Trotzdem ging das Stück nicht als „Bridgetower-Sonate“ in die Musikgeschichte ein, weil sich Komponist und Geiger am Ende überwarfen, angeblich wegen einer Frau. Mit der Widmung wurde stattdessen Rodolphe Kreutzer bedacht, ein hochbedeutender französischer Musiker mit Migrationshintergrund: ein Diener wechselnder Herren, also strenggenommen gar kein Diener. Er sah die Regenten kommen und gehen, die Throne wanken, die Köpfe rollen, und blieb selbst doch allzeit obenauf – von Marie Antoinette protegiert, nach der Revolution als Komponist von „Rettungsopern“ gefeiert, später in Napoleons Privatorchester aufgenommen und schließlich nach 1815 zum „maître de chapelle du roi“ und Leiter der Pariser Opéra ernannt. Die ihm gewidmete A-Dur-Sonate, die „Kreutzersonate“, hat der begnadete Violinvirtuose allerdings niemals öffentlich gespielt, er empfand das Werk, so heißt es, als „outrageusement inintelligible“, als „übertrieben unverständlich“. Ein Tadel, mit dem Beethoven zu seiner Zeit keineswegs selten konfrontiert wurde. Wie „seltsam“ erschien etwa dem Kritiker der Leipziger Allgemeinen musikalischen Zeitung diese Sonate: Er meinte in Beethovens Musik nicht bloß die „Laune des genialischen Mannes“ zu erkennen, sondern sogar „eine Art des ästhetischen oder artistischen Terrorismus“ feststellen zu müssen.
Die Musik erregt wie Gift
Und er blieb nicht der einzige, den Beethovens Opus 47 in Angst und Schrecken versetzte. „Oh, oh, fürchterlich ist diese Sonate!“, schreit der traurige Held in Lew Tolstois Erzählung Krejcerova sonata. Er beklagt ihre „schreckliche Wirkung“, nennt sie ein „furchtbares Werkzeug“ und fordert sogar ihr Verbot. Dieser fanatische Held, der seine Frau in einem pathologischen Anfall von Wahn und Eifersucht erdolcht, da er sich einbildet, sie habe die Ehe gebrochen – mit einem Geiger, mit demselben blasierten und parfümierten Musiker, mit dem sie Beethovens verderbenbringende „Kreutzersonate“ spielte. Nach ihr, dem skandalösen, „fürchterlichen“ Stück, benannte Tolstoi seine 1889 vollendete Geschichte, die das mörderische Ehedrama freilich nur als Exempel für die allgemeine moralische Verkommenheit der russischen Gesellschaft wählt, für die
Lasterhaftigkeit namentlich der oberen Zehntausend, deren Welt nichts anderes sei als „ein einziges großes Bordell“.

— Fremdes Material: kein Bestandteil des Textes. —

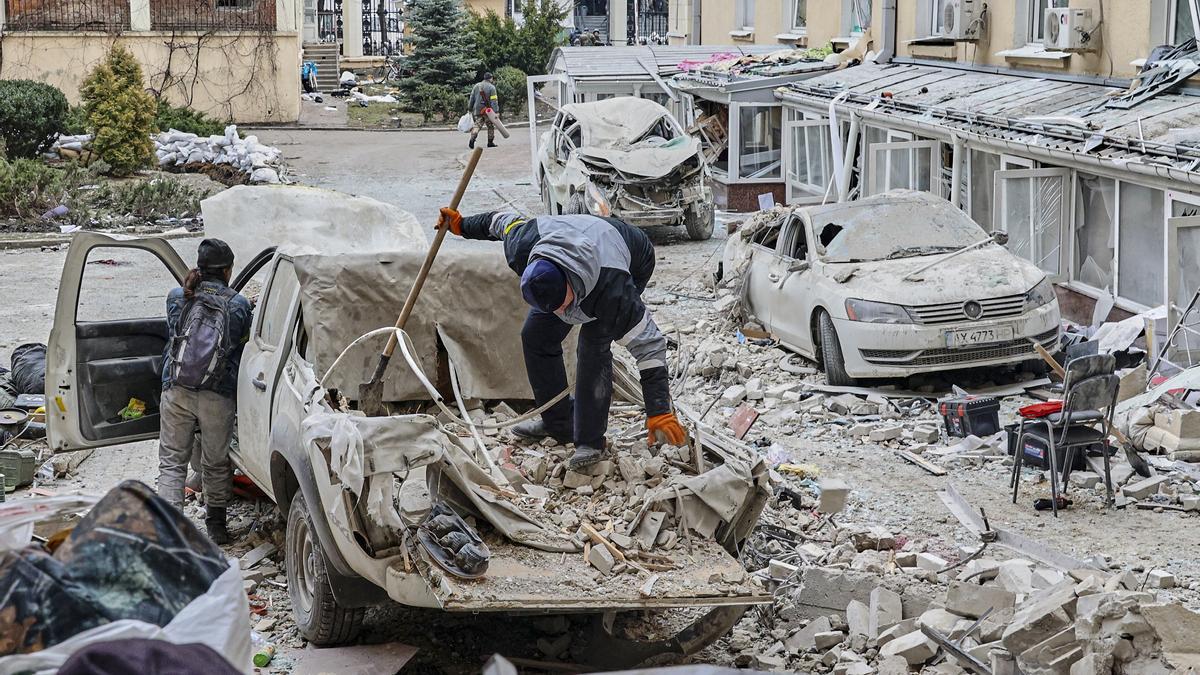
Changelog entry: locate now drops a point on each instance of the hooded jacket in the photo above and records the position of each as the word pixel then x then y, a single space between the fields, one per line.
pixel 607 264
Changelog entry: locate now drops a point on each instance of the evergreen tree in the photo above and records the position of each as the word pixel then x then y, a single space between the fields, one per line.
pixel 442 52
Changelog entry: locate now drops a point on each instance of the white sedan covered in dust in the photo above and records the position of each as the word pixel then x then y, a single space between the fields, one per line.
pixel 891 286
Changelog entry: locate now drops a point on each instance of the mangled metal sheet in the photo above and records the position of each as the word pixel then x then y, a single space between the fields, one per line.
pixel 471 304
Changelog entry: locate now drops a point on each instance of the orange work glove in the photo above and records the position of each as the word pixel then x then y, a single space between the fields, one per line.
pixel 666 429
pixel 451 220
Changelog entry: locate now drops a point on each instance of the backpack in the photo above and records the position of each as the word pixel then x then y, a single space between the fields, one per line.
pixel 199 351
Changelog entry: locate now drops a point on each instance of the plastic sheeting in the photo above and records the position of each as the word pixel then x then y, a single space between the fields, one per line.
pixel 472 300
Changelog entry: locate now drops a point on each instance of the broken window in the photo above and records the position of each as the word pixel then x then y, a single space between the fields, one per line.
pixel 983 167
pixel 1140 275
pixel 1095 227
pixel 760 141
pixel 1032 209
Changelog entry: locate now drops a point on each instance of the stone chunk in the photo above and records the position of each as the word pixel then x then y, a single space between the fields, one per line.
pixel 833 495
pixel 1145 488
pixel 915 647
pixel 886 610
pixel 973 601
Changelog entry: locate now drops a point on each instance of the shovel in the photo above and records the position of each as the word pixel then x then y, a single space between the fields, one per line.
pixel 371 394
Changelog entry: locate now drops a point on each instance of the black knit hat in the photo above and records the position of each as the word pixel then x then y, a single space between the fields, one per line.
pixel 214 254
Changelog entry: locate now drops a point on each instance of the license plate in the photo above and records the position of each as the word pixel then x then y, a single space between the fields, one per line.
pixel 972 336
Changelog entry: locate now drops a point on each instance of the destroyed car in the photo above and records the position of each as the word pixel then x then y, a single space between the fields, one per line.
pixel 358 491
pixel 629 159
pixel 891 286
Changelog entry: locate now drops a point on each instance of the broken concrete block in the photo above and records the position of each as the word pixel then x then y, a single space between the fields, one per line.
pixel 930 561
pixel 888 432
pixel 1161 579
pixel 804 639
pixel 973 601
pixel 733 395
pixel 915 647
pixel 828 639
pixel 1145 488
pixel 858 617
pixel 886 608
pixel 833 495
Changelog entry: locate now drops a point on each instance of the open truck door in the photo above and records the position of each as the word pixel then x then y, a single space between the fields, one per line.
pixel 96 365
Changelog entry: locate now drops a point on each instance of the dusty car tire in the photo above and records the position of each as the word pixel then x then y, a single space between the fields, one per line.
pixel 318 616
pixel 699 222
pixel 577 204
pixel 832 359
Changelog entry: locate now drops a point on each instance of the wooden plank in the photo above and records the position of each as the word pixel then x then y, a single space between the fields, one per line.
pixel 922 463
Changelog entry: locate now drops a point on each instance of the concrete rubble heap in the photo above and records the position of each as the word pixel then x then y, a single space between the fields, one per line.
pixel 262 163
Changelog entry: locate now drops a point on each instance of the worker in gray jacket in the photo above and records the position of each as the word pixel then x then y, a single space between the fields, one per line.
pixel 589 270
pixel 484 100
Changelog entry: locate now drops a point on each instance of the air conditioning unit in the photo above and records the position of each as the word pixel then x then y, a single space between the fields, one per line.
pixel 1069 29
pixel 960 19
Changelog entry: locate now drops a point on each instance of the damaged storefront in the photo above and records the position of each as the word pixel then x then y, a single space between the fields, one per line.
pixel 1096 185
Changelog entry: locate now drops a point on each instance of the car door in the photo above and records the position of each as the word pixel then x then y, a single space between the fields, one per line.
pixel 109 350
pixel 790 291
pixel 262 362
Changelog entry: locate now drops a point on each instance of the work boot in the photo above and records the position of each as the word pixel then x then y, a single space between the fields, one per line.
pixel 535 430
pixel 585 457
pixel 215 523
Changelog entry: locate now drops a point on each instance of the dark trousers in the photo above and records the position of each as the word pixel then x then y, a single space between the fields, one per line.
pixel 586 418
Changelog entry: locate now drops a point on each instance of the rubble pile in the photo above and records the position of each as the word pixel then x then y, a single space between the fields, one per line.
pixel 261 163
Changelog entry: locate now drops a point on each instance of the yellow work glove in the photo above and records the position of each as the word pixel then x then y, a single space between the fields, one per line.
pixel 451 220
pixel 666 429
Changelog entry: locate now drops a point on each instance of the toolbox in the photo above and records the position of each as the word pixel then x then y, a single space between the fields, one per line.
pixel 970 416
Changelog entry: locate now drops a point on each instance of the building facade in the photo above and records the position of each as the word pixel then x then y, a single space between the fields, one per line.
pixel 1036 118
pixel 232 60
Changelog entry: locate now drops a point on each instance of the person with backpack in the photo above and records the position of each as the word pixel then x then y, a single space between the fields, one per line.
pixel 208 327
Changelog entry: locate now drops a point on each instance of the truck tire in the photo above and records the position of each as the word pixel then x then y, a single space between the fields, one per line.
pixel 577 204
pixel 699 222
pixel 832 359
pixel 318 616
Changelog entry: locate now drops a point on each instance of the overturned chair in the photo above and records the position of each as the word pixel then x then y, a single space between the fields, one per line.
pixel 1090 393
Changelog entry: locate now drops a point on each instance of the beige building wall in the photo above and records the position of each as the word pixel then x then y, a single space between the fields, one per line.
pixel 771 23
pixel 246 77
pixel 1126 35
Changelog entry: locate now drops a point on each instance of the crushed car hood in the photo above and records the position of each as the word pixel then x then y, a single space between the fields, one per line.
pixel 973 275
pixel 641 160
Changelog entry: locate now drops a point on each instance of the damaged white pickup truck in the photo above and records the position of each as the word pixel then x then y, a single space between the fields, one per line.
pixel 663 527
pixel 891 286
pixel 627 157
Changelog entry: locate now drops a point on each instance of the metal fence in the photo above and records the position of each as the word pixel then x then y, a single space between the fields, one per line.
pixel 67 15
pixel 213 15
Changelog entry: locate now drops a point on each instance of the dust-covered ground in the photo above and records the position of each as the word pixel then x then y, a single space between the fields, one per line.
pixel 418 172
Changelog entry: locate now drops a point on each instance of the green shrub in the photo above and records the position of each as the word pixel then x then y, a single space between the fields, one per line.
pixel 119 112
pixel 187 120
pixel 29 187
pixel 30 114
pixel 511 90
pixel 76 121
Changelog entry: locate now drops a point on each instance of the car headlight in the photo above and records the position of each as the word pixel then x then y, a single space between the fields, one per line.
pixel 598 204
pixel 876 312
pixel 1042 294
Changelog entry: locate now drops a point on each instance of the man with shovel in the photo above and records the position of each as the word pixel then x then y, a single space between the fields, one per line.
pixel 589 270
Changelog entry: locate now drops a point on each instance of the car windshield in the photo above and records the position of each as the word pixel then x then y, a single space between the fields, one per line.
pixel 888 231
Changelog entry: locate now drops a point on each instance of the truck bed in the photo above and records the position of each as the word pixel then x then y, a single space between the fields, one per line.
pixel 521 578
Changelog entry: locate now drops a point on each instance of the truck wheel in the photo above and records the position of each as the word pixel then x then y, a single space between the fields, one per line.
pixel 318 616
pixel 577 204
pixel 699 222
pixel 832 359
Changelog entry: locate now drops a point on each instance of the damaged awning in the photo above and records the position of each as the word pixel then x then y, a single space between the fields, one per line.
pixel 1011 112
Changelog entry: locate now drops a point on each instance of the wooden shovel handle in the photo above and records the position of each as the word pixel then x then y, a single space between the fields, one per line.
pixel 415 291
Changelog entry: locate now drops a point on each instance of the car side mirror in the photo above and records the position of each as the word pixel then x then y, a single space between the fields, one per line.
pixel 798 266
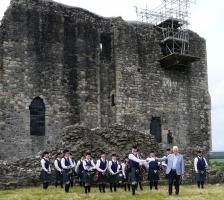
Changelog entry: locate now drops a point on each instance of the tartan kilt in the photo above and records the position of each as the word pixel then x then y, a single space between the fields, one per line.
pixel 113 178
pixel 58 176
pixel 88 176
pixel 153 176
pixel 201 176
pixel 102 178
pixel 80 175
pixel 125 179
pixel 44 176
pixel 67 174
pixel 133 174
pixel 120 178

Tolstois Erzählung gleicht über weite Strecken einer wütenden, kompromisslosen Sittenpredigt, die in ihrem Rigorismus, ihrer unmenschlichen Strenge und Radikalität ebenso faszinierend wie abstoßend erscheint – und derart zwiespältig und polarisierend wirkte sie vom ersten Tag an. Mit Beethoven ging Tolstoi ohnehin hart ins Gericht. Über die Neunte Symphonie befand er: „Ich bin nicht imstande, mir eine Menge normaler Menschen vorzustellen, die irgendetwas von diesem langen, verworrenen und künstlichen Erzeugnis verstünden, ausgenommen kurze Fetzen, die in einem Meer des Unverständlichen untergehen.“ Da lauert schon wieder der alte Vorwurf – „outrageusement inintelligible“! Die „Kreutzersonate“ aber, sie provoziert in Tolstois gleichnamiger Erzählung den Mörder aus Eifersucht zu einer wahren Brandrede und Philippika –nicht nur gegen diese, vielmehr gegen jedwede Musik: „Man sagt, sie erhebe die Seele; das ist Unsinn, das ist nicht wahr. Ihre Wirkung ist fürchterlich, wenigstens für mich, aber durchaus nicht herzerfreuend. Sie erhebt die Seele nicht und erniedrigt sie nicht, sondern sie erregt wie Gift.“
Tolstoi lenkt die Gedanken seines Protagonisten über die Musik rasch ins Grundsätzliche, weniger ins Philosophische als ins Politische. „Die Musik zwingt mich, mein eigenes Ich, meinen eigentlichen Zustand zu vergessen, sie bringt mich in einen anderen, mir fremden Zustand; unter dem Einfluss der Musik kommt es mir vor, als ob ich fühle, was ich sonst nicht fühle, verstehe, was ich nicht verstehe, als ob ich etwas vollbringen könnte, wozu ich nicht imstande bin“, erklärt er. Und zieht sofort den politisch autoritären Schluss: „Deshalb wirkt die Musik auf mich so furchtbar, ja manchmal so entsetzenerregend. In China ist die Musik eine Staatsangelegenheit. So muss es auch sein. Darf man denn erlauben, dass jeder, der will, einen andern oder viele Menschen hypnotisiert und mit ihnen macht, was er will? Und in Sonderheit – darf denn jeder erste beste dahergelaufene, sittlich verkommene Mensch dieser Hypnotiseur sein?“
Tolstois skeptische und restriktive Überlegungen zur gefährlichen Wirkungsmacht der Musik waren weder neu, noch blieben sie folgenlos. Blickt man zurück in die Geschichte, in die Antike, so trifft man auf Platons Politeia, den Dialog über das Staatswesen, und auf dessen strenge Lehren vom Ethos der Musik: Nur solche Tonarten, Rhythmen und Instrumente dürfe der Staat fördern und
Ich erinnere mich, wie sie dann einander ansahen und wie das Spiel begann. Er griff die ersten Akkorde. Sein Gesicht nahm einen ernsten, strengen, sympathischen Ausdruck an, mit vorsichtigen Fingern tastete er über die Saiten. Das Klavier gab ihm Antwort. Und das Spiel fing an.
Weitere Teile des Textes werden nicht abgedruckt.